What defines a liberal arts education? What must we require of those who aspire to one? These are questions that even top liberal arts colleges can’t agree on; the University of Chicago demands that its students study a prescribed core, while Brown offers students total freedom.
Yale, with its distribution requirements, charts a middle course. Harry Graver (“Lucretius at Yale,” Jan. 12) argues that Yale teaches students only to deconstruct societal precepts, rather than to learn respect and reverence for “intellectual institutional authority.” The cure? We all study “ancient and modern political philosophy along with a theological, nonsecular history of Western religious tradition” and thereby come to a fuller set of values.
My foremost interests have always been in the humanities, and I would appreciate it if everyone revered the Western canon. However, Graver’s specific injunctions as to what we should be required to learn — political philosophy and religion — struck me as bizarre. Where were Homer and Vergil and Shakespeare? Why was literature — the part of the canon I think most important — excluded?
If Graver’s goal was for Yale to play a more active role in shaping our values, why did he choose political philosophy as a must while excluding ethical philosophy? Most important, what are the values Graver intends us to gain from reading his favored parts of the Western canon?
These questions illustrate the immense challenge of designing a core humanities curriculum in the modern world. When the only texts taught at college were in Latin or Greek, it was possible to separate must-reads from less important texts. Now, however, the canon includes the works of 3,000 years of history written in as many (well, not quite) languages. Which are the core disciplines now — let alone the core texts?
Graver objects to how Yale “presents itself as a mutable entity to be designed uniquely in each iteration,” but the very canon he wishes Yale to steady itself upon is precisely that. It is always being changed by new works and old works newly thought relevant.
Who we consider to have been great is based on when we live — Catullus and Lucretius were for centuries considered blasphemous, Romantic poets were disdained by T.S. Eliot and other modernists, while metaphysical poets such as Donne had to be rediscovered by Eliot to gain significance.
Poets (and philosophers or theologians) become important or unimportant because of the needs of any particular moment. No tradition, and certainly no institution, can claim to be impervious to time. A cursory glance at the ethnic and gender makeup of Yale’s student body 60 years ago shows that this is not a bad thing.
At the end of the day, there are too many things each of us should know for any of us to actually know all of them.

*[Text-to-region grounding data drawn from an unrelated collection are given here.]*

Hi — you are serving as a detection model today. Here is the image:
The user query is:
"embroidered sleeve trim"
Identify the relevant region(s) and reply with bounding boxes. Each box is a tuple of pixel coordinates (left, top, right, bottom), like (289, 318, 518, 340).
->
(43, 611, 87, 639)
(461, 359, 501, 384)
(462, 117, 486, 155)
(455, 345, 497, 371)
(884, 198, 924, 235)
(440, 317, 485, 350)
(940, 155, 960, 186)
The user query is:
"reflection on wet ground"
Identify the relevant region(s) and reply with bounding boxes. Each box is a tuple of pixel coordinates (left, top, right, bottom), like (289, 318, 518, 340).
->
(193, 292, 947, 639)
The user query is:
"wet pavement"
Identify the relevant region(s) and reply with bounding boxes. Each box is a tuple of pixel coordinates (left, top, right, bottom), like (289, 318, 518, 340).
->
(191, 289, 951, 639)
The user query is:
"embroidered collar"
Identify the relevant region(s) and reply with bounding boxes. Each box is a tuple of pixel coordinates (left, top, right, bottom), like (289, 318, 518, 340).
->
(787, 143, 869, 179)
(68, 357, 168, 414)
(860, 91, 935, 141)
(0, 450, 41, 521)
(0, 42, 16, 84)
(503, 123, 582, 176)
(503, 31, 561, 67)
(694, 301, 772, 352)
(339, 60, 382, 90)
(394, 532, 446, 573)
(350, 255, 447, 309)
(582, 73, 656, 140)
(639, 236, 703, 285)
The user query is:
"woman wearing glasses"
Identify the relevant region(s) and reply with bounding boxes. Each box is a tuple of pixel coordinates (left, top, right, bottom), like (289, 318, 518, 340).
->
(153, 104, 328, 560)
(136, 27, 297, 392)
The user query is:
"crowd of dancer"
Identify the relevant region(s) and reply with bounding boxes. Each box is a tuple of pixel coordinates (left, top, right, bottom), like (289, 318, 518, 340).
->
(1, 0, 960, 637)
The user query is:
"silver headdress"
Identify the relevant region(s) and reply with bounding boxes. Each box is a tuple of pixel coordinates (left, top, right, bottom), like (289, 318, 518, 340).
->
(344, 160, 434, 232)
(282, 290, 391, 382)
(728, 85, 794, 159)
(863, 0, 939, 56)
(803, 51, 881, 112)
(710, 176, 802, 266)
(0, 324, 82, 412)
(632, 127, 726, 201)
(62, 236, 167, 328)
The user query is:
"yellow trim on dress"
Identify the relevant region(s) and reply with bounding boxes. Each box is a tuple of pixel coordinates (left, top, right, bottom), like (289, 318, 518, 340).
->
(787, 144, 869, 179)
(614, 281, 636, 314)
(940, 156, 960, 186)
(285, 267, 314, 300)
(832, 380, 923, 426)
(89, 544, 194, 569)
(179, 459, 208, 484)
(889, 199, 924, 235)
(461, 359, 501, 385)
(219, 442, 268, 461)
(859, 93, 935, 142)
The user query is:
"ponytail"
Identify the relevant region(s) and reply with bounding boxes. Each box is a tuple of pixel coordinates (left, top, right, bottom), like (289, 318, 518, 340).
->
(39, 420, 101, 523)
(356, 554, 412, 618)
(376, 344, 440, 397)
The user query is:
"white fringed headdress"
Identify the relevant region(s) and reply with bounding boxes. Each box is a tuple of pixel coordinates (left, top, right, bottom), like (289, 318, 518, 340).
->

A programmer could argue that everyone should know the basics of a computer language. A math major probably thinks it’s ridiculous we’re not required to learn linear algebra. Science students may say their subjects teach us more than anything else about the world around us.
And any student of a non-Western religious, literary or historical tradition, of which there are many, can complain that his field has been systematically neglected and degraded for centuries. None of these areas offer the “transcendent metric” Graver thinks we should have, but neither, for that matter, does the Western cannon, which is full of great thinkers arguing about what our values should be.
I sympathize with Graver’s sense that Yale doesn’t instill students with a sense of moral obligation to causes beyond their own pleasure or advancement. But requiring that all students read Plato won’t give them better values. Teaching religion, as Graver suggests in passing, might add a moral element to our education, but at a price far greater than most of us would ever choose to pay. It would raise denominational conflicts, relegate nonbelievers to an inferior status and imply that the only legitimate path to morality is through a God that half of us don’t believe in.
And if Yale students lack a transcendent moral framework, most of us do agree on what good behavior is: being a good friend, remembering those less fortunate than ourselves, working hard and not cheating. We think these things even while we might differ in our religions, which books we read or even how we understand the same book. Yale should focus on making these values a fuller part of our daily life by focusing on what we do rather than who we read.